In typical experiments, the mice were conditioned to experience fear in a particular scenario and would ‘freeze’ in response. When these mice were later placed back in that same scenario, they would freeze due to their memory. Conversely, if they were in a different environment, they would not freeze as it was outside the context in which they were trained to fear.
Co-first author Dr. Wookbong Kwon, a postdoctoral associate in Deneen’s lab, stated, “Using our newly developed laboratory tools with these mice helped us confirm that astrocytes significantly contribute to recalling memories.”
The study found that during experiences like fear conditioning, certain astrocytes in the brain activate a gene called c-Fos. These astrocytes then regulate the functioning of neural circuits in that region of the brain.
Dr. Michael R. Williamson, another co-first author, explained, “Astrocytes expressing c-Fos are closely located to engram neurons. We observed that these engram neurons and the neighboring astrocyte group are also functionally linked. Activating the astrocyte group enhances synaptic activity in the associated neuron engram, indicating a bidirectional communication between astrocytes and neurons.”
In non-fearful situations, the mice did not freeze. “However, after activating the astrocyte group while they were in a safe environment, the mice still froze, suggesting that astrocyte activation can trigger memory recall,” Kwon remarked.
To dive deeper into the mechanisms behind the activity of astrocyte groups in memory recall, the researchers examined the gene NFIA. “We have previously found that astrocytic NFIA influences memory circuits, but its role within astrocyte groups in coordinating memory storage and recall was unclear,” Williamson noted.
The team observed that astrocytes that were activated by learning experiences had increased levels of the NFIA protein. Blocking NFIA production in these astrocytes hindered memory recall, and strikingly, this suppression was specific to particular memories.

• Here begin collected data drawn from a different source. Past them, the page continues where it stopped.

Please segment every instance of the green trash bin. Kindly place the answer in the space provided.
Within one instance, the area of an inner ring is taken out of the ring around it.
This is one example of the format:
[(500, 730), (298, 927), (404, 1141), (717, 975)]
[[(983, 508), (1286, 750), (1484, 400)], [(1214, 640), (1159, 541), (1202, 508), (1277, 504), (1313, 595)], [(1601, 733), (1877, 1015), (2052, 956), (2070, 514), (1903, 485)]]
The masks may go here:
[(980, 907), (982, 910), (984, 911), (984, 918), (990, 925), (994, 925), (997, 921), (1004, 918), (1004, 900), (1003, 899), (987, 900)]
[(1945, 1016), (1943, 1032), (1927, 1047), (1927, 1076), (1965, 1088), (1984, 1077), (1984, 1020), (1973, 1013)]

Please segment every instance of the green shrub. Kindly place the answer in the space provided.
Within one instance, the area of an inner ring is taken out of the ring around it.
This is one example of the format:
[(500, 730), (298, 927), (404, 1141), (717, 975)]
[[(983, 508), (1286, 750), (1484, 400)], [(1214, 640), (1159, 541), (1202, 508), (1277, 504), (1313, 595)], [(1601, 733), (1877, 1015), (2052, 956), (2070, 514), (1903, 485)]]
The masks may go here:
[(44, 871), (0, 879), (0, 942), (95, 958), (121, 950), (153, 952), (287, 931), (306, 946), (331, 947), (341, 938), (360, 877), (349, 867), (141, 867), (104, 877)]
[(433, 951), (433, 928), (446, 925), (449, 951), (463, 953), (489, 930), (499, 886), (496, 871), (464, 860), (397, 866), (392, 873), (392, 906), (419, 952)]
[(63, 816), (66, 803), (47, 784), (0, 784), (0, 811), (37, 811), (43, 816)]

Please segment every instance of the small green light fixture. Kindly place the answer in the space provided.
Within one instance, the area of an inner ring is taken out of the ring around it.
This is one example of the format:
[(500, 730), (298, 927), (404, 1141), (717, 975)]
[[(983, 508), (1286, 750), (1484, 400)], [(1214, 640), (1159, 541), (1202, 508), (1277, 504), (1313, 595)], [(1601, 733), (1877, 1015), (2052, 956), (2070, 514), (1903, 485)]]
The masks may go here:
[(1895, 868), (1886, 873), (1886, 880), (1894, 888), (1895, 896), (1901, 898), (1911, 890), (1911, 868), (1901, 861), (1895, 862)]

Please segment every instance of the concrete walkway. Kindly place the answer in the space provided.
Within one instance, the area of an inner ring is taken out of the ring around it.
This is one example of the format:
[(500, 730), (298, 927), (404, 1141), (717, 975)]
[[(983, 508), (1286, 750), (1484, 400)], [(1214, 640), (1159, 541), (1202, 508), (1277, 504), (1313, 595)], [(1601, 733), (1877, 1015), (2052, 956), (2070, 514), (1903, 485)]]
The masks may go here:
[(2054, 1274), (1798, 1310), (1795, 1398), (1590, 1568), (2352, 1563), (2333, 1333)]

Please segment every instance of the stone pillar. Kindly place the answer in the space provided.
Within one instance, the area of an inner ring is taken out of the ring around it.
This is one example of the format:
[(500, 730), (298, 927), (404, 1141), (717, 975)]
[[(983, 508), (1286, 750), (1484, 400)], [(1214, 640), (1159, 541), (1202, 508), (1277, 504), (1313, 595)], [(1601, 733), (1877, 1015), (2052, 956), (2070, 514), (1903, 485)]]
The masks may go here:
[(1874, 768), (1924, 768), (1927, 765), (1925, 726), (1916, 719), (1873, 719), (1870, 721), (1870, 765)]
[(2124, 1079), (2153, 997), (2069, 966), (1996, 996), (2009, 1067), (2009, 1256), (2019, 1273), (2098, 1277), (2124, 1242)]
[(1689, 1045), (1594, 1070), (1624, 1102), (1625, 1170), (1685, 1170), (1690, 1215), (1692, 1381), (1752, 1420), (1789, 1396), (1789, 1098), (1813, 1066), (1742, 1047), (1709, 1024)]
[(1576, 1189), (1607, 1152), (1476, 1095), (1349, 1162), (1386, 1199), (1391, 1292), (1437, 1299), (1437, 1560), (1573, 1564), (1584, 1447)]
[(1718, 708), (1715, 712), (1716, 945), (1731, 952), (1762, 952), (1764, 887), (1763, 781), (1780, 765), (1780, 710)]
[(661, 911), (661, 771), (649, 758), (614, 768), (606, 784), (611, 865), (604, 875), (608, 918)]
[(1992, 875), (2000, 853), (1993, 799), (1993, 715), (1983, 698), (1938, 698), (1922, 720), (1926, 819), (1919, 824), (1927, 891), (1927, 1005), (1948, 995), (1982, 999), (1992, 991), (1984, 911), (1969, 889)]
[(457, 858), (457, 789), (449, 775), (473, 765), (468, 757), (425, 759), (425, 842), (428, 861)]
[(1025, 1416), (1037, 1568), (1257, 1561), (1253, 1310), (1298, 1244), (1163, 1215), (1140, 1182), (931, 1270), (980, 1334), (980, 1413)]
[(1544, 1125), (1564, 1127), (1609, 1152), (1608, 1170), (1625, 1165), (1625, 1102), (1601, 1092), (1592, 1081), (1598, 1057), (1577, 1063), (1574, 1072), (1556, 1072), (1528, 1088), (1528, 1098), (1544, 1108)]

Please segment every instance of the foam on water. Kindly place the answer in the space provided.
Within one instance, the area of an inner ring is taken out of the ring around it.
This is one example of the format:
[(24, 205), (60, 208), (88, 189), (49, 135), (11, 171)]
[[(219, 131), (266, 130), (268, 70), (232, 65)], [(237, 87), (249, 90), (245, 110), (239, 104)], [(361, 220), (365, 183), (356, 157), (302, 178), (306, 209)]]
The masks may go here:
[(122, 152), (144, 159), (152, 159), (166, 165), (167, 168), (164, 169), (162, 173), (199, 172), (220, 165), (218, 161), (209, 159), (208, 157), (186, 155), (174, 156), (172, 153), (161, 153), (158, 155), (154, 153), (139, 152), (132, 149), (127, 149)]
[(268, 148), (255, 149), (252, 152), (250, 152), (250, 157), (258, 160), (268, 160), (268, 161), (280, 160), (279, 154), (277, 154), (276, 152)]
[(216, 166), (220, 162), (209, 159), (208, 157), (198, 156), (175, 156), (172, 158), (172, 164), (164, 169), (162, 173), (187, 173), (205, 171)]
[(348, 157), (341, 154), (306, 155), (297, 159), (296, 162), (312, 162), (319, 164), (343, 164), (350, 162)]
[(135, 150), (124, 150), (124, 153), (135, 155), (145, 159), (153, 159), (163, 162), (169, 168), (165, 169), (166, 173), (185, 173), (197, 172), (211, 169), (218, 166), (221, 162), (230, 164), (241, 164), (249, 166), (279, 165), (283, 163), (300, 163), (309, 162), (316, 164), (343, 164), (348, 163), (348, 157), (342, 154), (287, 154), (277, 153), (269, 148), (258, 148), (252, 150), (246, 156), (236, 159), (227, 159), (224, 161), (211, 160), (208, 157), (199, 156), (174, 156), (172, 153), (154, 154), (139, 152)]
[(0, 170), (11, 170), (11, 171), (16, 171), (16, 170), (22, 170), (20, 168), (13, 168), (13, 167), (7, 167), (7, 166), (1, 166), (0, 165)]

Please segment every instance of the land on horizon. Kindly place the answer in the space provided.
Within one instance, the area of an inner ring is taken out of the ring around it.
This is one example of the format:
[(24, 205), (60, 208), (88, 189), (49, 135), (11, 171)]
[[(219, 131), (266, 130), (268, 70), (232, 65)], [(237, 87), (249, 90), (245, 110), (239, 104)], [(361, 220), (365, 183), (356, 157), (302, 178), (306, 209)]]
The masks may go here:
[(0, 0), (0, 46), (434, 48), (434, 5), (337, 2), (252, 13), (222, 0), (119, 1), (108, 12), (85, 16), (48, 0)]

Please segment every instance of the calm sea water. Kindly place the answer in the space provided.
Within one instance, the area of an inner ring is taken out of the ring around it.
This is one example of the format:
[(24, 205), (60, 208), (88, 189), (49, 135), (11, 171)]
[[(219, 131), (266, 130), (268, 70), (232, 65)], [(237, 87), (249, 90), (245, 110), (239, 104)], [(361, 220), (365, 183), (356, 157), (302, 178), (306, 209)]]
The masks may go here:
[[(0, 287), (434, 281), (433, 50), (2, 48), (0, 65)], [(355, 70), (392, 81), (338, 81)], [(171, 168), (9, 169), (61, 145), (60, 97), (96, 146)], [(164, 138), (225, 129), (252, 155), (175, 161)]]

“By removing the NFIA gene in astrocytes that were active during learning, we disabled the animals’ ability to recall that specific memory while they still remembered others,” Kwon said.
Dr. Deneen concluded, “These findings clarify the role astrocytes play in memory. The groups of astrocytes involved in one learning event are distinct from those that manage different memories. Likewise, the associated neuron groups differ as well.”
This research offers a more comprehensive view of the various elements and processes at play in the brain during the formation and recall of memories. Additionally, it provides fresh insights that may be significant for understanding human conditions related to memory loss, such as Alzheimer’s disease, and disorders characterized by reoccurring, hard-to-suppress memories, like post-traumatic stress disorder.
Other contributors to this research include Junsung Woo, Yeunjung Ko, Ehson Maleki, Kwanha Yu, Sanjana Murali, and Debosmita Sardar, all from Baylor College of Medicine.
This research received funding from multiple U.S. National Institutes of Health grants (R35-NS132230, R21-MH134002, and R01-AG071687), grant AHA-23POST1019413, and support from the National Research Foundation of Korea (RS-2024-00405396). Extra assistance was provided by the David and Eula Wintermann Foundation and the NIH’s Eunice Kennedy Shriver National Institute of Child Health and Human Development through award P50HD103555.